Wednesday, July 6, 2011

on pain

this afternoon I was working. just washin some dishes. a regular customer came in, she's probably pretty close to my age.

I saw her and asked her how she's doing. she didn't respond. this is very abnormal for her. she teared up. I went over to her and hugged her. hard. she cried on my shoulder.

she was alright for those few seconds of tears. she was holding them back, too, shaking a little bit. but from practically the moment that I let go her defenses came up. she said she was fine until I asked how she was and then thanked me for hugging her. she told me it's her boyfriend, it's being told she has to move out of her place, it's her son. nothing ever works out she said. that's just life. it sucks. she seemed ashamed and started talking about other things, getting the attention off her.

I thought about her fight within to stay with her pain, to not cover it up or feel like she has to stop crying. and I thought of my own. I was just thinking this morning of how much and how hard I fight it. this morning I told myself that I'm okay. that I can be where I'm at, there's no hurry. I can slow down and rest and feel and feel good about doing so. it felt nice. a lot better than the voice that says constantly "get it together. get over it. just push ahead" and just beats myself up all the time. yeah, that voice sucks.

earlier today I walked outside and there was a broken wooden desk out on the porch. I thought that was kinda weird. didn't know why it was there or where it came from. tonight I got home and my roommate shared some really difficult news about his family. so apparently today he went out and smashed his desk. I thought that was awesome and very appropriate.

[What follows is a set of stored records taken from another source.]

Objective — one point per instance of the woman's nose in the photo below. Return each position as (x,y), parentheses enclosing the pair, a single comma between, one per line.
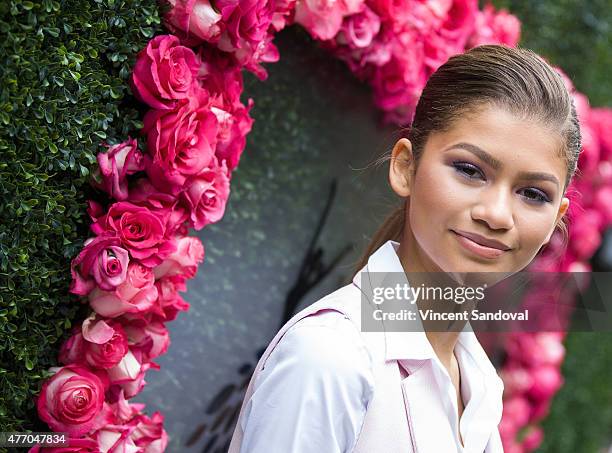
(495,208)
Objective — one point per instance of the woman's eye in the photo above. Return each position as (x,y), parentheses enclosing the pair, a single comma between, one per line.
(535,195)
(468,170)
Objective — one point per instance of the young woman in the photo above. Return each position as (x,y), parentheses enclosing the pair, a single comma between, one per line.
(482,173)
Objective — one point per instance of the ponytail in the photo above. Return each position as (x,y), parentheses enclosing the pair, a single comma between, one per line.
(391,229)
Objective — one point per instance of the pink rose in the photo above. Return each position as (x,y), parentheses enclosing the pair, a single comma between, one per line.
(585,235)
(125,411)
(169,302)
(148,339)
(495,27)
(181,142)
(194,21)
(115,165)
(141,231)
(75,445)
(97,343)
(136,295)
(533,438)
(165,205)
(141,433)
(105,343)
(223,80)
(72,401)
(102,261)
(601,121)
(206,195)
(323,18)
(184,261)
(164,72)
(547,380)
(358,30)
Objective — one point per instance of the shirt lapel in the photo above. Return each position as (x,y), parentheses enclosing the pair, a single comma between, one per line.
(428,418)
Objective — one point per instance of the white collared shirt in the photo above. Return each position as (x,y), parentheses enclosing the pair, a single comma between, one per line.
(313,393)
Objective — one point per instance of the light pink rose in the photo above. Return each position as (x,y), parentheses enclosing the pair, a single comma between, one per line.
(495,27)
(102,262)
(358,30)
(194,21)
(142,231)
(181,142)
(141,433)
(136,295)
(184,261)
(169,302)
(164,72)
(323,18)
(206,195)
(96,343)
(115,165)
(547,380)
(72,401)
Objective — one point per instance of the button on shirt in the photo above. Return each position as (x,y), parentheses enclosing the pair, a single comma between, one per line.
(313,392)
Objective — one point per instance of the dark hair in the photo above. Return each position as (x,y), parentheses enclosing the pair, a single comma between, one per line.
(512,78)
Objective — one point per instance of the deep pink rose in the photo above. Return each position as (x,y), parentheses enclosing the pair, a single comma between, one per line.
(585,235)
(184,261)
(105,343)
(194,21)
(102,261)
(517,379)
(75,445)
(164,72)
(206,195)
(115,165)
(323,18)
(282,16)
(547,380)
(141,433)
(533,438)
(223,80)
(181,142)
(142,231)
(72,401)
(137,294)
(169,302)
(601,122)
(495,27)
(247,34)
(358,30)
(165,205)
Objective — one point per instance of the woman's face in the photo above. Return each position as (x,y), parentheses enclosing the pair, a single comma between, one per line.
(492,177)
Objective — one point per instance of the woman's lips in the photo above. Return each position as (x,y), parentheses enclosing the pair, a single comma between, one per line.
(478,249)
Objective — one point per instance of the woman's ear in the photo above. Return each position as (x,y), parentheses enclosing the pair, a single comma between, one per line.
(401,167)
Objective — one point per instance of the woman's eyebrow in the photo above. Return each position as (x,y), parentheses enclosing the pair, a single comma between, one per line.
(497,164)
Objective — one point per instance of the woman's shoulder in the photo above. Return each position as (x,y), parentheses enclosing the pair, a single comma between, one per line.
(326,345)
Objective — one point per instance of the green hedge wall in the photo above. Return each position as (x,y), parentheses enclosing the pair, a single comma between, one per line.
(63,72)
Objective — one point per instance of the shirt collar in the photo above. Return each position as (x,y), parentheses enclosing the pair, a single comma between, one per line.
(415,345)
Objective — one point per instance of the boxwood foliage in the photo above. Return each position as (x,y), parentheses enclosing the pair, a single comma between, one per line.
(64,67)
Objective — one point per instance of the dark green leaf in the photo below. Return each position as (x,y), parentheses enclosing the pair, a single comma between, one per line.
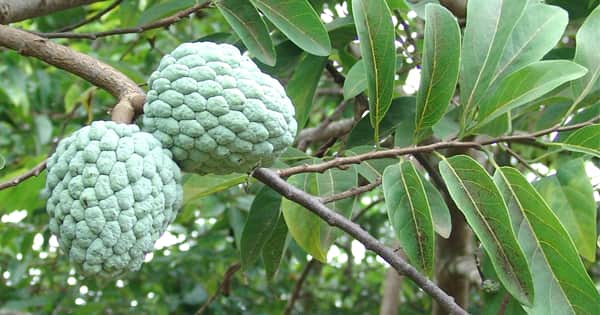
(586,54)
(376,35)
(250,27)
(303,84)
(549,250)
(299,22)
(409,214)
(476,195)
(356,80)
(440,65)
(570,195)
(260,224)
(525,85)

why do we fight pain so much? how do we quiet the voice that tells us to suck it up and get it together?

Monday, July 4, 2011

oh em gee

I may not have peed my pants skydiving yesterday, but I might have tinkled a little bit watching this movie... hiiiiiiilarious.

Thursday, June 30, 2011

so great.

my two favorite things about my new place:

Monday, June 27, 2011

can't stop laughing

another thing I hope to do a lot of this summer is laugh, and this may be the funniest thing i've seen in awhile. omg.

Saturday, June 25, 2011

eeeee

as of approximately 12:18am friday morning, I'm officially done with my first year of grad school. wow. there are no words, really. for some reason I think your first year ends up being this huge blur and it feels all big and vague when you try to describe it to people, yet at the same time very deep, specific pockets of change have occurred inside of you. perhaps in the next few months I'll find more words for them, who knows.

but now it is summerrrrrr. what an odd, odd feeling. I'm hoping my summer will be full of rest, recuperating, adventure, growth, and unexpected goodness. mmm, it feels good to have space in my life.

also - i just can't think of summer right now without thinking of this scene, just sayin'......

Wednesday, June 22, 2011

yesterday I followed Riley's lead and did something I've never done before.

I've thought about it many times and wanted to for awhile. but the timing just hasn't been right.

I finally did it. I jumped into green lake. it was very cold. but luckily it was 75 yesterday so afterward I just went right back to sunbathing. sunburn = success.

and lastly, for your viewing pleasure, a little taste of triangulation for you:

Monday, June 20, 2011

sorry snap - I've got the power

I feel empowered today. still, seven hours after therapy. yes! victory. it's an odd feeling for me. I feel like life has been consuming me, overwhelming me, pressuring me, confusing me, and I've just been trying to get through it. it's pretty crappy to live this way, let's be honest.

but today is different. perhaps I'm in touch with the strength that people keep telling me I have. perhaps I'm not as afraid of having power as I have been before (I've been talking a lot about power these days, can you tell?).

it's frustrating to think that this feeling probably won't last. tomorrow I may wake up and feel back in the fight, back in the underdog position who has to have someone else validate whatever it is I'm experiencing. but such is life. if I'm feeling this way today it means progress has been made. it means that I'm on a good journey and am finding myself.

it feels good in this moment to say that I have power. that I can say or not say whatever it is that I'm thinking. I have power to choose my relationships, even to choose what my role will or won't be in them. that feels good as well.

do you know what else feels good? that I have finished my 11 page paper for old testament on 1 samuel 27. yeeeeeeeeeeees!! 1st year of grad school = almost done. boom. i've got the power.

another sidenote: currently one of my new roommates is dancing to backstreet boys' "larger than life." I am laughing.